La nuit se pose et les Terres Froides où je réside portent leur nom mieux que jamais. Les notes typiques du crayon de papier fraîchement taillé de l'huile essentielle du cèdre de Virginie sont douces, discrètes et élégantes. Tout en retenue. Plus chaleureux est le cèdre du Texas, dont l'huile essentielle, bien que fort semblable à celle du cèdre de Virginie, exprime des notes plus rondes, plus compactes, qui me rappellent de façon lointaine le vétiver Bourbon et même une boisson cacaotée dont je ne citerai pas le nom. Difficile de les imaginer en frères qui s'apostrophent bruyamment comme les deux cèdres... Ce ne sont d'ailleurs pas des cèdres, mais deux genévriers, le juniperus Virginiana et le juniperus Mexicana, ce dernier incarnant à mes yeux un homme accueillant, sociable et courtois, tandis que le premier préfèrera un certain retrait pour préserver un caractère sans concession.
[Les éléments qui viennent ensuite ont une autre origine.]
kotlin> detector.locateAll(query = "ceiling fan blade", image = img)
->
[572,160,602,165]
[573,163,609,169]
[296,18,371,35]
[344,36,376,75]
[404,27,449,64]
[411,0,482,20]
belles aiguilles blanches jardin Ste Blandine

Photo ci-dessus : fantaisie d'aiguilles cristallisées sur fond brun velours - Jardin de Sainte Blandine

Enfin le bois de cade. L'évocation d'une couleur brun anthracite. La terre et l'ardoise. Un juniperus dont l'huile essentielle toute simple, extraite de ses rameaux distillés, m'entraîne dans les bois secs d'Ardèche du Sud, sous un soleil d'été. Branches friables qui cassent facilement. Puissance poivrée qui pique ma gorge et l'assèche. Clope fumée jusqu'au mégot. Chaleur sublime qui me fait oublier, le temps de quelques bouffées, la froideur saisissante de l'hiver.